Ivan Oelrich joined the Strategic Security Project at the Federation of American Scientists in the Fall of 2002. He is focusing on the size and structure of future US nuclear forces and hosting a series of meetings of defense experts to explore realistic requirements for US nuclear weapons. He will also study the need for nuclear testing, the proliferation of uranium enrichment technology, and the size of the US conventional military budgets.
Dr. Oelrich received his BS from the University of Chicago and a PhD from Princeton University, both in chemistry. He was a pre-doctoral Research Associate at Lawrence Livermore National Laboratory. He conducted research in nuclear physics and taught in the Physics Department of the Technical University of Munich in Germany. He returned to the US the long way around, taking a year to travel overland across Asia.
His introduction to national security began at the Institute for Defense Analyses (IDA), a Federally-Funded Research and Development Center supporting the Office of the Secretary of Defense with studies and analyses, where he evaluated new technologies for defense applications, and supported the START and INF Treaty negotiations.
Dr.

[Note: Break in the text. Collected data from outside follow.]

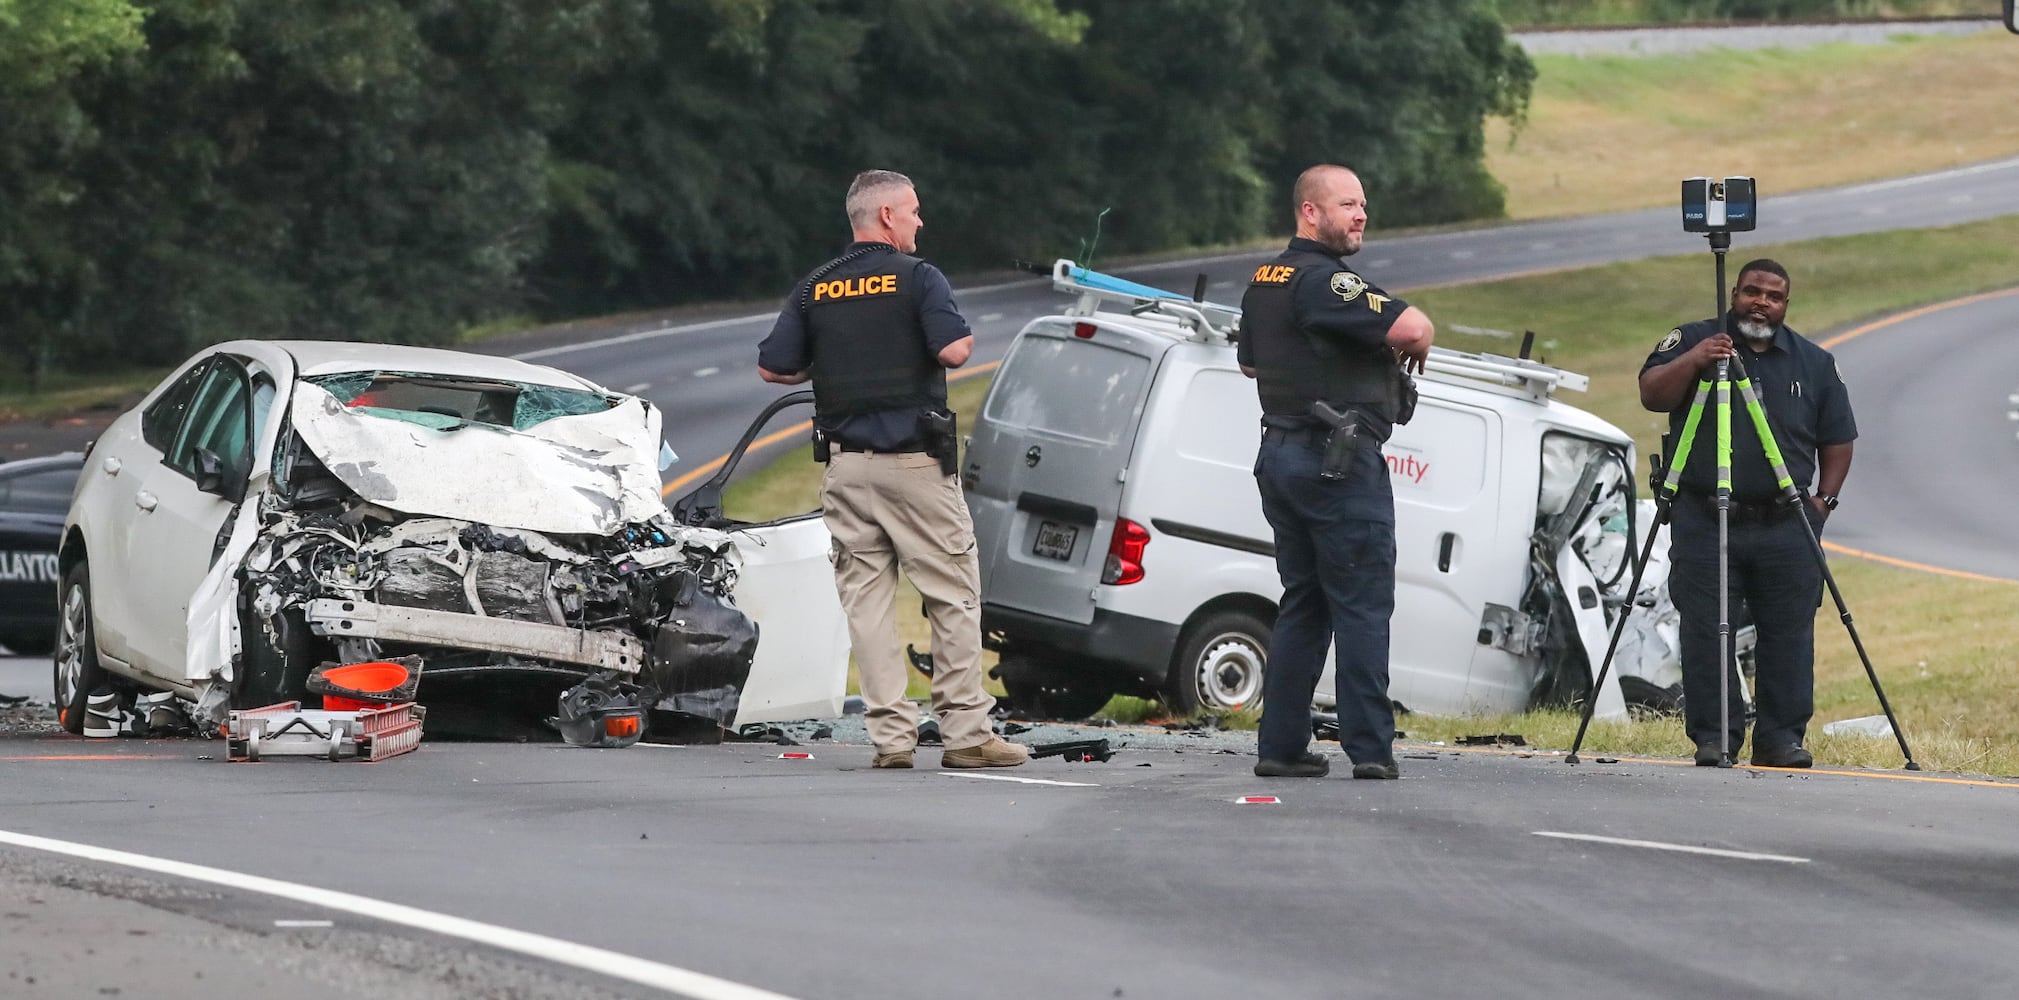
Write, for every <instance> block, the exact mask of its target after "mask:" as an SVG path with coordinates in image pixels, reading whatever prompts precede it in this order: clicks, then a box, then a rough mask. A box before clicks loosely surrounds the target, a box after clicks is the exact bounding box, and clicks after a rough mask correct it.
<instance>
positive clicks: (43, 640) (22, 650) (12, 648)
mask: <svg viewBox="0 0 2019 1000" xmlns="http://www.w3.org/2000/svg"><path fill="white" fill-rule="evenodd" d="M0 646H6V648H8V651H10V653H14V655H16V657H48V653H50V651H55V648H57V634H55V632H6V634H0Z"/></svg>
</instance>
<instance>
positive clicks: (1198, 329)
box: [1052, 257, 1242, 343]
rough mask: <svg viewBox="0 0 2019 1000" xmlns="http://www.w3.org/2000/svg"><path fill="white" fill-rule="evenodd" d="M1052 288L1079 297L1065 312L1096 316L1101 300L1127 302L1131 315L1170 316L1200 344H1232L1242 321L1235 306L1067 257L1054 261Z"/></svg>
mask: <svg viewBox="0 0 2019 1000" xmlns="http://www.w3.org/2000/svg"><path fill="white" fill-rule="evenodd" d="M1052 287H1054V289H1058V291H1064V293H1068V295H1078V297H1080V301H1076V303H1072V309H1068V311H1066V315H1094V313H1098V311H1100V303H1117V305H1125V307H1127V309H1129V315H1143V313H1161V315H1167V317H1171V319H1175V321H1177V323H1179V325H1181V327H1185V329H1187V331H1191V335H1189V337H1185V339H1193V341H1199V343H1232V341H1234V331H1236V327H1240V321H1242V311H1240V307H1236V305H1219V303H1207V301H1193V299H1191V297H1185V295H1179V293H1175V291H1163V289H1157V287H1151V285H1143V283H1137V281H1129V279H1119V277H1114V275H1102V273H1100V271H1088V269H1084V267H1080V265H1076V263H1072V261H1066V259H1064V257H1060V259H1058V261H1056V263H1052Z"/></svg>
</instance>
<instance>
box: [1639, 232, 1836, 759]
mask: <svg viewBox="0 0 2019 1000" xmlns="http://www.w3.org/2000/svg"><path fill="white" fill-rule="evenodd" d="M1789 285H1791V283H1789V277H1787V269H1785V267H1781V265H1779V263H1775V261H1767V259H1761V261H1750V263H1746V265H1744V267H1740V269H1738V281H1736V283H1734V287H1732V311H1730V315H1726V323H1728V329H1734V331H1738V339H1732V337H1730V335H1726V333H1718V321H1716V319H1702V321H1696V323H1690V325H1684V327H1676V329H1672V331H1670V333H1668V335H1666V337H1662V341H1660V343H1656V347H1654V354H1650V356H1648V362H1645V364H1643V366H1641V376H1639V390H1641V406H1645V408H1650V410H1656V412H1668V414H1670V418H1668V420H1670V430H1668V436H1666V438H1664V451H1668V455H1674V453H1676V451H1674V448H1676V438H1678V434H1682V424H1684V418H1686V416H1688V412H1690V402H1692V400H1694V398H1696V384H1698V380H1704V378H1714V374H1716V364H1718V360H1722V358H1738V360H1740V362H1742V364H1744V370H1746V376H1750V378H1752V390H1755V392H1757V394H1759V398H1761V404H1763V406H1765V410H1767V420H1769V426H1771V430H1773V434H1775V442H1777V444H1779V446H1781V459H1783V461H1785V465H1787V471H1789V475H1793V479H1795V485H1797V487H1799V489H1801V491H1803V493H1809V485H1811V483H1813V485H1815V493H1813V495H1809V499H1807V503H1803V507H1801V511H1799V515H1803V517H1809V523H1811V525H1813V527H1815V531H1817V535H1821V531H1823V521H1827V519H1829V511H1835V509H1837V497H1839V491H1841V489H1843V479H1845V477H1847V475H1849V471H1851V440H1853V438H1857V422H1855V420H1853V418H1851V398H1849V392H1847V390H1845V386H1843V378H1841V376H1839V374H1837V362H1835V358H1831V356H1829V352H1825V349H1823V347H1817V345H1815V343H1811V341H1809V339H1807V337H1803V335H1801V333H1795V331H1793V329H1789V327H1787V325H1785V323H1783V319H1785V317H1787V303H1789ZM1732 406H1734V410H1738V406H1740V400H1738V398H1736V394H1734V398H1732ZM1706 410H1708V404H1706ZM1704 416H1706V418H1710V414H1708V412H1706V414H1704ZM1706 426H1708V424H1706ZM1712 444H1714V436H1706V434H1704V430H1702V428H1698V434H1696V444H1692V451H1690V455H1688V459H1686V463H1684V469H1682V481H1680V487H1678V489H1680V493H1678V497H1676V505H1674V507H1672V511H1670V515H1672V519H1670V594H1672V596H1674V600H1676V610H1678V612H1680V614H1682V697H1684V729H1686V733H1688V735H1690V741H1694V743H1696V764H1698V766H1702V768H1714V766H1718V764H1720V754H1722V745H1728V747H1730V752H1732V754H1734V756H1736V754H1738V745H1740V743H1742V741H1744V737H1746V715H1744V703H1742V699H1740V695H1738V681H1736V677H1734V679H1730V681H1728V693H1730V705H1728V709H1730V715H1728V719H1730V733H1722V735H1726V737H1728V739H1730V741H1728V743H1720V733H1718V705H1716V701H1718V509H1716V501H1714V491H1716V465H1718V463H1716V459H1714V453H1712V451H1710V448H1712ZM1730 489H1732V501H1730V509H1728V521H1726V529H1728V531H1726V537H1728V545H1726V552H1728V556H1726V558H1728V582H1730V590H1728V608H1730V612H1728V614H1730V616H1732V618H1736V616H1738V608H1740V606H1742V608H1748V610H1750V614H1752V626H1755V630H1757V636H1759V644H1757V646H1755V659H1757V677H1755V689H1752V695H1755V701H1757V709H1759V713H1757V719H1755V723H1752V764H1755V766H1761V768H1807V766H1811V764H1813V758H1811V756H1809V752H1807V749H1805V747H1803V745H1801V741H1803V737H1805V735H1807V729H1809V715H1811V713H1813V707H1815V697H1813V695H1815V608H1817V604H1821V598H1823V570H1821V566H1817V562H1815V554H1813V552H1811V547H1809V535H1807V531H1805V529H1803V525H1799V523H1795V517H1797V511H1793V509H1789V507H1787V505H1783V503H1779V501H1777V497H1779V495H1781V489H1779V485H1777V483H1775V475H1773V467H1771V465H1767V451H1765V448H1763V446H1761V440H1759V434H1757V432H1755V430H1752V420H1750V418H1748V416H1746V414H1744V412H1742V410H1738V412H1732V487H1730ZM1724 661H1726V663H1730V665H1732V669H1734V671H1736V663H1738V661H1736V657H1734V653H1732V651H1730V648H1726V657H1724Z"/></svg>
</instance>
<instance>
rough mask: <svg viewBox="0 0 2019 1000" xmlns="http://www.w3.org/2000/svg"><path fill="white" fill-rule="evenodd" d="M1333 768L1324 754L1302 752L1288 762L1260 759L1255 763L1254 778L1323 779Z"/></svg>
mask: <svg viewBox="0 0 2019 1000" xmlns="http://www.w3.org/2000/svg"><path fill="white" fill-rule="evenodd" d="M1326 774H1333V766H1331V764H1329V762H1326V760H1324V754H1312V752H1308V749H1306V752H1304V754H1302V756H1296V758H1290V760H1276V758H1262V760H1258V762H1256V778H1324V776H1326Z"/></svg>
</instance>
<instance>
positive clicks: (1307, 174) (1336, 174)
mask: <svg viewBox="0 0 2019 1000" xmlns="http://www.w3.org/2000/svg"><path fill="white" fill-rule="evenodd" d="M1343 178H1359V174H1355V172H1353V170H1349V168H1343V166H1339V164H1318V166H1314V168H1310V170H1306V172H1302V174H1298V176H1296V188H1294V190H1292V192H1290V212H1302V210H1304V202H1316V200H1322V198H1324V192H1326V188H1331V186H1333V184H1335V182H1339V180H1343Z"/></svg>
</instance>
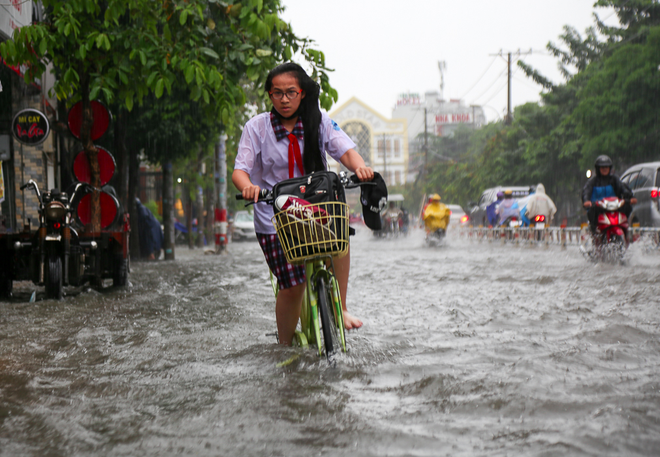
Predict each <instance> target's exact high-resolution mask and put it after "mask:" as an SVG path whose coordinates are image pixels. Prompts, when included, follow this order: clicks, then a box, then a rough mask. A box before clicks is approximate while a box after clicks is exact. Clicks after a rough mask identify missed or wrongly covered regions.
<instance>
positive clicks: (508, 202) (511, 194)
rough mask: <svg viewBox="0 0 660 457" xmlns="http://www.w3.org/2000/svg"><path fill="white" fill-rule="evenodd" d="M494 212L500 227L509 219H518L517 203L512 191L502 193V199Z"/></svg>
mask: <svg viewBox="0 0 660 457" xmlns="http://www.w3.org/2000/svg"><path fill="white" fill-rule="evenodd" d="M496 212H497V216H498V217H499V224H500V225H502V224H504V223H505V222H506V220H507V219H508V218H510V217H512V218H513V217H515V218H518V202H517V201H516V200H515V199H514V198H513V191H512V190H511V189H506V190H505V191H504V199H503V200H502V203H500V206H499V207H498V208H497V211H496Z"/></svg>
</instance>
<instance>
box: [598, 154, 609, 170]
mask: <svg viewBox="0 0 660 457" xmlns="http://www.w3.org/2000/svg"><path fill="white" fill-rule="evenodd" d="M595 167H596V169H598V168H600V167H610V168H611V167H612V159H610V158H609V157H607V156H606V155H602V156H598V158H597V159H596V163H595Z"/></svg>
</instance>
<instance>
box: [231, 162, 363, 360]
mask: <svg viewBox="0 0 660 457" xmlns="http://www.w3.org/2000/svg"><path fill="white" fill-rule="evenodd" d="M339 176H340V182H341V185H343V186H344V188H346V189H352V188H356V187H359V186H361V185H371V184H374V183H371V182H359V181H357V177H354V176H352V177H351V178H348V177H347V175H346V173H345V172H341V173H340V174H339ZM236 199H237V200H242V199H243V196H242V195H241V194H237V195H236ZM257 202H262V203H267V204H270V205H274V204H275V196H274V195H273V193H272V191H271V190H269V189H262V190H261V191H260V194H259V198H258V200H257ZM253 203H254V202H250V203H248V205H250V204H253ZM246 206H247V205H246ZM348 214H349V212H348V205H347V204H346V203H344V202H339V201H332V202H322V203H315V204H310V205H303V206H297V207H296V209H295V214H294V213H292V211H288V210H285V211H280V212H277V213H275V215H274V216H273V218H272V222H273V225H274V226H275V229H276V231H277V237H278V239H279V241H280V244H281V245H282V249H283V251H284V254H285V256H286V259H287V261H288V262H289V263H290V264H292V265H300V264H304V266H305V274H306V278H307V285H306V290H305V294H304V296H303V304H302V309H301V312H300V321H299V322H300V330H296V333H295V340H296V341H297V343H298V345H299V346H301V347H307V346H308V345H309V344H316V346H317V350H318V355H319V357H322V356H323V353H324V352H325V355H326V357H327V359H328V361H331V360H332V359H333V357H334V354H335V353H336V352H337V350H341V351H342V352H346V334H345V333H346V331H345V330H346V329H345V327H344V315H343V307H342V303H341V295H340V292H339V284H338V282H337V278H336V277H335V275H334V273H333V272H334V263H333V259H334V258H340V257H343V256H345V255H346V254H347V253H348V245H349V242H348V237H349V232H350V230H351V229H350V228H349V226H348ZM271 281H272V283H273V292H274V293H275V295H276V296H277V291H278V288H277V285H276V283H275V281H273V277H272V273H271Z"/></svg>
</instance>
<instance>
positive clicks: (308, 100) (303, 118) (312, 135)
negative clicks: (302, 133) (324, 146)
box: [266, 62, 325, 173]
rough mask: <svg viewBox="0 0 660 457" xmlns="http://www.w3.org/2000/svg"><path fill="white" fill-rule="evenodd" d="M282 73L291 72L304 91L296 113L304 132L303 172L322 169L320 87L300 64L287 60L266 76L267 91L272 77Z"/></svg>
mask: <svg viewBox="0 0 660 457" xmlns="http://www.w3.org/2000/svg"><path fill="white" fill-rule="evenodd" d="M284 73H291V74H292V75H293V76H294V77H295V78H296V79H297V80H298V85H299V86H300V88H301V89H302V90H304V91H305V98H303V99H302V100H300V108H298V114H299V115H300V117H301V119H302V123H303V129H304V132H305V133H304V134H305V152H304V154H303V166H304V167H305V173H311V172H313V171H322V170H324V169H325V165H324V162H323V158H322V156H321V149H320V148H319V126H320V125H321V109H320V108H319V93H320V92H321V88H320V86H319V85H318V83H317V82H316V81H314V80H313V79H312V78H310V77H309V76H308V75H307V73H306V72H305V70H303V68H302V67H301V66H300V65H298V64H295V63H293V62H287V63H283V64H282V65H278V66H277V67H275V68H273V69H272V70H271V71H270V73H268V77H267V78H266V91H267V92H270V89H271V88H272V86H273V78H275V77H276V76H279V75H282V74H284Z"/></svg>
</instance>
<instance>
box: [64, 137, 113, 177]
mask: <svg viewBox="0 0 660 457" xmlns="http://www.w3.org/2000/svg"><path fill="white" fill-rule="evenodd" d="M96 148H97V149H98V150H99V154H98V158H99V171H100V174H101V176H100V177H99V178H100V179H101V185H102V186H105V185H106V184H108V183H109V182H110V180H111V179H112V177H113V176H114V174H115V168H116V165H115V158H114V157H112V154H110V153H109V152H108V151H107V150H105V149H103V148H101V147H99V146H97V147H96ZM73 175H74V176H75V177H76V179H77V180H78V181H80V182H85V183H87V184H91V183H92V173H91V170H90V169H89V160H88V159H87V154H86V153H85V151H80V152H79V153H78V154H77V155H76V158H75V159H73Z"/></svg>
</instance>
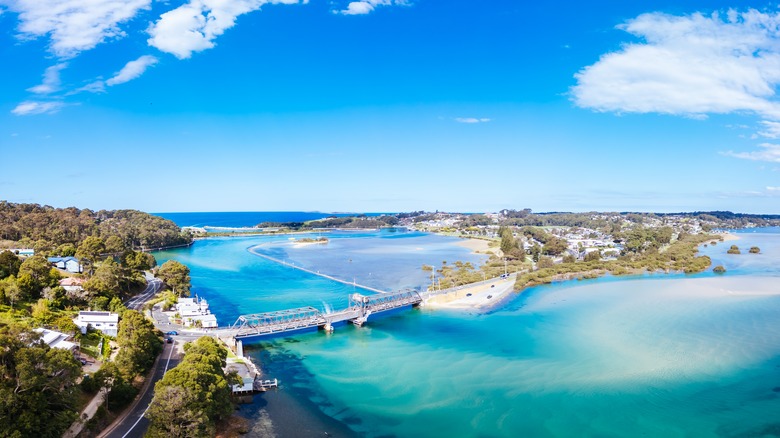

Oelrich left IDA for a one year fellowship at the Center for Science and International Affairs, Kennedy School of Government, Harvard University, where he wrote on conventional arms control limits. Returning to Washington, DC he took a position as a Senior Analyst at the Office of Technology Assessment, an agency of the US Congress, where he investigated the needs of the military industrial base, and wrote a treatise on friendly fire prompted by experience in the Persian Gulf War.
Returning to IDA, Dr. Oelrich focused on environmental restoration of lands belonging to the Departments of Defense and Energy, characterizing the cleanup liability, evaluating innovative cleanup technologies, calculating the economic benefits of environmental laboratory automation, and developing administrative procedures for the long term environmental stewardship of military lands. He also provided technical support to the DoD representatives to the land mine arms control treaty negotiating team.
Dr. Oelrich was assigned one year to the Advanced Systems and Concepts Office of the Defense Threat Reduction Agency where he focused on emerging nuclear threats and supported General Shalikashvili's review of the Comprehensive Test Ban Treaty. He returned to IDA for a year before joining the Federation of American Scientists, where he focuses on issues related to nuclear testing and the testing moratorium, proliferation of nuclear weapons and nuclear materials, the structure of future US nuclear forces, and sizing conventional military forces in the post-Cold War world.